Hey, I will tell you that I have had many $30 scott spreaders (still got a bunch)....some of them I have ran 2 or 3 semi loads of pallets through and some break the first job they go to.....I'm sure I will always have some around, ther good cheap backup for guys to have with them.



Mark Oomkes;821738 said:


> Ahh, GoldPro has been posting again? :laughing::laughing::laughing::laughing:


We need barfing smilies!!


----------



## WIPensFan (Jan 31, 2009)

Here you go


----------



## snocrete (Feb 28, 2009)

LOL...thats perfect


----------



## Ne1 (Jan 15, 2007)

Mark Oomkes;819953 said:


> Over a season and half. Which is closer to 3 seasons when you take into account the amount of snow in that time frame.
> 
> We've spread both, I still prefer the coarser material as fine material will run through faster than necessary, so the operator has to watch it.
> 
> ...


----------



## Mark Oomkes (Dec 10, 2000)

Ne1;822585 said:


> Mark Oomkes;819953 said:
> 
> 
> > Over a season and half. Which is closer to 3 seasons when you take into account the amount of snow in that time frame.
> ...


----------



## terrapro (Oct 21, 2006)

I hate with a passion both the $110 earthway and the $250 saltdogg. 

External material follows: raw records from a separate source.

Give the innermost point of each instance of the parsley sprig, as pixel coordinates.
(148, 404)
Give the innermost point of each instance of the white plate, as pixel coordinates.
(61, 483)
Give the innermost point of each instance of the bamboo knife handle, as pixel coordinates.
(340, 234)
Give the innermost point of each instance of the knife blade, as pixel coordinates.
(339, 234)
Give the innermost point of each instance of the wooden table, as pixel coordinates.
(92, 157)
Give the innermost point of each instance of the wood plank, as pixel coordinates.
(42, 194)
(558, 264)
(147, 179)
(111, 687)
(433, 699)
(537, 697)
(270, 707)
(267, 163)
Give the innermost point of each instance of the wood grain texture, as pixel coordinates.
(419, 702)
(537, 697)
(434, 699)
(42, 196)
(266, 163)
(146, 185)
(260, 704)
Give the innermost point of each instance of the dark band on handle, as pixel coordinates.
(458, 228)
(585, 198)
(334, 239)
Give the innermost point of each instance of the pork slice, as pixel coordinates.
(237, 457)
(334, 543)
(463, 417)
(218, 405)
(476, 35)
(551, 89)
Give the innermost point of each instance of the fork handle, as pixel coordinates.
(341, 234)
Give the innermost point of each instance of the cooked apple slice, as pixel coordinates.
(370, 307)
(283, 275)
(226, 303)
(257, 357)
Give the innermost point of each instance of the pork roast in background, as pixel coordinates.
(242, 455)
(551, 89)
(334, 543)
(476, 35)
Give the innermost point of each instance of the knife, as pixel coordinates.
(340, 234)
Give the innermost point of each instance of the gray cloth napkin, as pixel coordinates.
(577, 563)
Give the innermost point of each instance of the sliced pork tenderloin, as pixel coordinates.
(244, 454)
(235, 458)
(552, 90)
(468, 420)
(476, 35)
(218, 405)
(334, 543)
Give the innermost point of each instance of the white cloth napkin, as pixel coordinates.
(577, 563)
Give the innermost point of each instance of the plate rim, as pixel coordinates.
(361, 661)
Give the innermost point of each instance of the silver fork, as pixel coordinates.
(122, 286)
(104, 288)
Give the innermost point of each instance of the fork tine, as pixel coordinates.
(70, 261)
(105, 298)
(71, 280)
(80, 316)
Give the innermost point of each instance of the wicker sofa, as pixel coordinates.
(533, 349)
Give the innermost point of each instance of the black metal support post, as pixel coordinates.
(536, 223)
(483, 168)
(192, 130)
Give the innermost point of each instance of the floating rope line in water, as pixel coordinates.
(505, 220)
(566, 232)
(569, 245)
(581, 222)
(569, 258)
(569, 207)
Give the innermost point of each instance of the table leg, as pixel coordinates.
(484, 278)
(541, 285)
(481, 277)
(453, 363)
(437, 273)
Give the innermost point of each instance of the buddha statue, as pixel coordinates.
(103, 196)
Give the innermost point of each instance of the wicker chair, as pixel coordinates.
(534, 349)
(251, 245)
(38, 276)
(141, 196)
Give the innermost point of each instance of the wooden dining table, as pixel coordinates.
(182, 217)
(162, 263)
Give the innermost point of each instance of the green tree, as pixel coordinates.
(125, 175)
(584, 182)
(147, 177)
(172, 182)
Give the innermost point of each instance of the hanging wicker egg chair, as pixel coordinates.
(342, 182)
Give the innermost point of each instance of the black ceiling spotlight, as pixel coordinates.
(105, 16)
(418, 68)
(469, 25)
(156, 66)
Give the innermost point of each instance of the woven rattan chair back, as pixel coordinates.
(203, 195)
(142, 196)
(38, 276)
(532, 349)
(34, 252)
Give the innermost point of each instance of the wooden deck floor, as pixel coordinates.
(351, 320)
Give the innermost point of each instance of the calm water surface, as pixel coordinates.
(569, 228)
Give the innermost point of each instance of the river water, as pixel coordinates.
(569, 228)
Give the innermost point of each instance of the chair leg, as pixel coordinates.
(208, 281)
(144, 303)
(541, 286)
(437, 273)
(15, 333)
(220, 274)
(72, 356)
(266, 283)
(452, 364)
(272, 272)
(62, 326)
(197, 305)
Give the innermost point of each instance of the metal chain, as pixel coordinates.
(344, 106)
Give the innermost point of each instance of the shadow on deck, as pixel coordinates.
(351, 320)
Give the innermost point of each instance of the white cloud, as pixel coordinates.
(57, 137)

Every time it gets cold the tires on the eartway deflate so your tire spins on the rim and wont drive the gear for the spinner. One guy last year called it the rolling bucket lol 

Then there is the saltdogg...after its first use I learned you have to check and tighten ALL the fasteners until it gets rusty enough to hold them together. Pieces were falling off all over the place, had to fabricate new parts to replace lost pieces. For some reason the pin the holds the spinner on broke. The drive gear broke. Half of this thing is rigged together now but I learned to keep a small roll of electric fence wire in the trucks to replace pins or rig pieces back together. xysport


----------



## Ne1 (Jan 15, 2007)

I think I'm going to try the Sno-ex SP85 that was recommended. I'll follow up with a report on how it does. The Earthway I would definitely not recommend to anyone. Very cheapily built, hopper is the thinnest plastic I've ever seen.


----------



## Zwheels (Sep 21, 2009)

[email protected];820675 said:


> I will do the WB100B for $200 plus s/h


What would S/H be to 55082?


----------



## badabing1512 (Aug 28, 2008)

Ive had great luck with lesco rotary/drop spreader with cacl and bagged rock salt, drops the material in a perfect 2ft width and shoots out material in a huge swath but it can be controlled to the desired range. Its about 500 bucks but worth it, has the right side guard for protection that can be liftted out of the way with a lever right on the top as well as controlling the amont of material to go thru the drop and rotary, the hopper holds 2 bags of whatever with ease, all stainless steel and plastic.


----------



## JohnnyRoyale (Jun 18, 2006)

snocrete;822219 said:


> LOL...thats perfect


x2 on the barfing smilie!.


----------



## [email protected] (Jun 30, 2009)

Zwheels;855752 said:


> What would S/H be to 55082?


should be around $50


----------



## Zwheels (Sep 21, 2009)

http://cgi.ebay.com/WALK-BEHIND-SAN...emZ190345280269QQcategoryZ66884QQcmdZViewItem

Found this on e-bay


----------



## snocrete (Feb 28, 2009)

I might be trying one of those out this year. One of the local dealers here has them for $165 + tax......I have alot of cheap scott spreaders that wont die, and one earthway that is holding up better than the reviews I read about it. So we'll see.....If I get one, I will definitely let everyone know how it turns out for us.


----------



## suzuki0702 (Apr 6, 2008)

i bought the standard steel salt dogg from cpw for 190bux. sprayed it with fluid film. ill let you know how it works, but so far i dont agree with terrapro. all the nuts are locknuts, and most of its plastic. but we shall see!


----------